Emploi : La Banque royale du Canada mise sur la diversité

Sur le terrain | publié le : 05.10.2020 | Ludovic Hirtzmann

La première banque du Canada mise sur la diversité et s’engage à fortement augmenter les quotas de ses cadres issus des minorités visibles. Une bonne pratique non dénuée d’intérêts.

« La Royal Bank of Canada (RBC) reconnaît que depuis trop longtemps le racisme et les préjugés systémiques touchent de façon disproportionnée les personnes autochtones et de couleur, ce qui diminue considérablement la capacité de ces communautés à saisir les occasions d’avancement économique et social », a indiqué récemment la Banque royale du Canada dans un communiqué. La « Royale », comme l’appellent familièrement les Canadiens, compte plus de 84 000 employés. C’est aussi la première banque en importance du pays tant selon son chiffre d’affaires que pour ses effectifs. Selon l’agence Bloomberg, seuls 10 % des hauts cadres des six grandes banques canadiennes sont issus des minorités visibles (autres que les autochtones). La Banque royale, un peu meilleure élève que les autres établissements financiers en termes de diversité, compte seulement 20 % de minorités visibles dans ses rangs parmi les cadres. Un chiffre qu’elle veut faire passer à 30 % de ses embauches de cadres. « Nous attribuerons 40 % des emplois d’été […] en mettant l’accent sur le recrutement au sein des collectivités noires et autochtones », note la banque. L’initiative intervient dans la foulée du mouvement Black Lives Matters et dans un pays lui aussi touché par des bavures policières restées impunies sur des Noirs, notamment à Toronto où se trouve le siège social de la RBC. Une enveloppe de 100 millions de dollars canadiens (64 millions d’euros) sera ainsi allouée aux créateurs d’entreprises noirs. La banque s’engage à publier ses résultats sur la diversité et écarte un effet de mode. « Nous établirons dès 2021 des objectifs annuels mesurables pour l’embauche de stagiaires et de nouveaux employés noirs et autochtones », précise l’entreprise.

Mentorat et création d’entreprises

À l’instar de nombreuses entreprises canadiennes, cette bonne pratique d’inclusion n’est pas dénuée d’intérêts commerciaux.
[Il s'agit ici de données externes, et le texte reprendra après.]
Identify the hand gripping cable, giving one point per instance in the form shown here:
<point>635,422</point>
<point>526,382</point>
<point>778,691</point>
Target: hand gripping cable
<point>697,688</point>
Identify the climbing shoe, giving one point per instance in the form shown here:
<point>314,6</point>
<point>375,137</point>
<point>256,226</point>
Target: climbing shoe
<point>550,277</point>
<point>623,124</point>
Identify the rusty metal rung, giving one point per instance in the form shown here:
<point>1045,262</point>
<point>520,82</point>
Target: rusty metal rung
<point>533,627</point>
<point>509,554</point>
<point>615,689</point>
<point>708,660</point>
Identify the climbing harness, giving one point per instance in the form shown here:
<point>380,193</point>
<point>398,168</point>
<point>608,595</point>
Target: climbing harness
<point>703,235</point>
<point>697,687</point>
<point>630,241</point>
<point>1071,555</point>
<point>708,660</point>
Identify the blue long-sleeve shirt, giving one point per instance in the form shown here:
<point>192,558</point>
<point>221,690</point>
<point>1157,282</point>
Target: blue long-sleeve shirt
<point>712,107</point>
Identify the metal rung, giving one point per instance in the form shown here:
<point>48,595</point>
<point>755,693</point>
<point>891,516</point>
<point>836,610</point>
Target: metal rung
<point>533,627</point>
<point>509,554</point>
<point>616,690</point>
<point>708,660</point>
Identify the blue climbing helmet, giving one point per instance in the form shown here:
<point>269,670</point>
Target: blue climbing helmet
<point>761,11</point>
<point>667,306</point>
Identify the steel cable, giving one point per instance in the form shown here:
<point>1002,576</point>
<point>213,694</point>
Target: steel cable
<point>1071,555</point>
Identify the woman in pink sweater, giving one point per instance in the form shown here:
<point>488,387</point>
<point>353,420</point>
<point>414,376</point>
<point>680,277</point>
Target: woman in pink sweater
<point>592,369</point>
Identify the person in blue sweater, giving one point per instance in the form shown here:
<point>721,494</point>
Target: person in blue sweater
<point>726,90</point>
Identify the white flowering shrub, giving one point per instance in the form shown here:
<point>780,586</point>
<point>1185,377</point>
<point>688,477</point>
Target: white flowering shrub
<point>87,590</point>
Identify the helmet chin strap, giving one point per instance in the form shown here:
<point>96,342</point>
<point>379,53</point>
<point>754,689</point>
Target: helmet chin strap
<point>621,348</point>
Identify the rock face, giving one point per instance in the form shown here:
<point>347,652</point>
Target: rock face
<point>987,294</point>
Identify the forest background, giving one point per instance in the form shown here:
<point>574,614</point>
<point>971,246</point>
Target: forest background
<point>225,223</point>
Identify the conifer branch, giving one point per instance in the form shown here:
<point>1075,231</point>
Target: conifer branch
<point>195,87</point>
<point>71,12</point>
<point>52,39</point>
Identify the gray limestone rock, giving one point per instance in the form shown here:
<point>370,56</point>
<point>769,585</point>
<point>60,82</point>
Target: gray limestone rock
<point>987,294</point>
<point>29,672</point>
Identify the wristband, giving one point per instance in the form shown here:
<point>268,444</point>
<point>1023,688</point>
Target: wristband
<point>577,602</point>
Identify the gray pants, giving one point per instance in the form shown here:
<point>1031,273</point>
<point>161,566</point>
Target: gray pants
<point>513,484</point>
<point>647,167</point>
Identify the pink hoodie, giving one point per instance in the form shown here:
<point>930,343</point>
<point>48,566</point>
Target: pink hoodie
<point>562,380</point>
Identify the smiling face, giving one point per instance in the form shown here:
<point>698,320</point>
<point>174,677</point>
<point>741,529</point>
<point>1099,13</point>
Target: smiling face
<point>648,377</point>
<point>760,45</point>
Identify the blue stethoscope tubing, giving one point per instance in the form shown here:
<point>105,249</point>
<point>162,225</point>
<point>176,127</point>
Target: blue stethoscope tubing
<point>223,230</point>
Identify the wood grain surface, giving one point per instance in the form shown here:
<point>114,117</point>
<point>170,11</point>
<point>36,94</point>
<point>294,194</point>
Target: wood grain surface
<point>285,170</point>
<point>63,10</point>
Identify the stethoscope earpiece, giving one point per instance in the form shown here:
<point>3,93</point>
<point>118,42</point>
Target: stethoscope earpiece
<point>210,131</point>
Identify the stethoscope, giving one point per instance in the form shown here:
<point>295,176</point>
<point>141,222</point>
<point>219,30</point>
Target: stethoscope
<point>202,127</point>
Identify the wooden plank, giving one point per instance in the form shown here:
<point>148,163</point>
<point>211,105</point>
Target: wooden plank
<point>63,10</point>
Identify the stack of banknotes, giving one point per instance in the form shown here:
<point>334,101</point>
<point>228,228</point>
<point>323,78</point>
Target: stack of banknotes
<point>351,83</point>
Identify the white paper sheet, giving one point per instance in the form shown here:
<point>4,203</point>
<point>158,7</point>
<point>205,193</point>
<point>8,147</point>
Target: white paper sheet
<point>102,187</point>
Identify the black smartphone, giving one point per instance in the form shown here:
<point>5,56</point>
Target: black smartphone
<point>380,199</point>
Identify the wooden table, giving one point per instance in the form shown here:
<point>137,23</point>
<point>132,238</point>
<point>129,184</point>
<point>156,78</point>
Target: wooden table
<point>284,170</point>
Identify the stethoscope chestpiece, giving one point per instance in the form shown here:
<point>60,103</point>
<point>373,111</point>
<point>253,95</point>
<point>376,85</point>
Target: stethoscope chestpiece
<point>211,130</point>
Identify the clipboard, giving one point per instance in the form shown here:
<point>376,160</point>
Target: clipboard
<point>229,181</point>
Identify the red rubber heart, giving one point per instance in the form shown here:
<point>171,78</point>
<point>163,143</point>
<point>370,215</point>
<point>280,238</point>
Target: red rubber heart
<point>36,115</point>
Objectif ? « Que nos équipes réunissent plus de points de vue différents et qu’elles offrent des possibilités de carrière à un groupe d’étudiants plus diversifié », précise la RBC. Les banques canadiennes emploient ainsi aux comptoirs de leurs agences de nombreux Asiatiques, Latinos, Indiens, afin que ceux-ci s’adressent dans la langue de leur clientèle d’origine étrangère pour mieux les fidéliser. À la RBC, ces non-cadres représentaient 36 %. À la Banque de Montréal, les DAB s’affichent en anglais, puis en chinois et enfin en français !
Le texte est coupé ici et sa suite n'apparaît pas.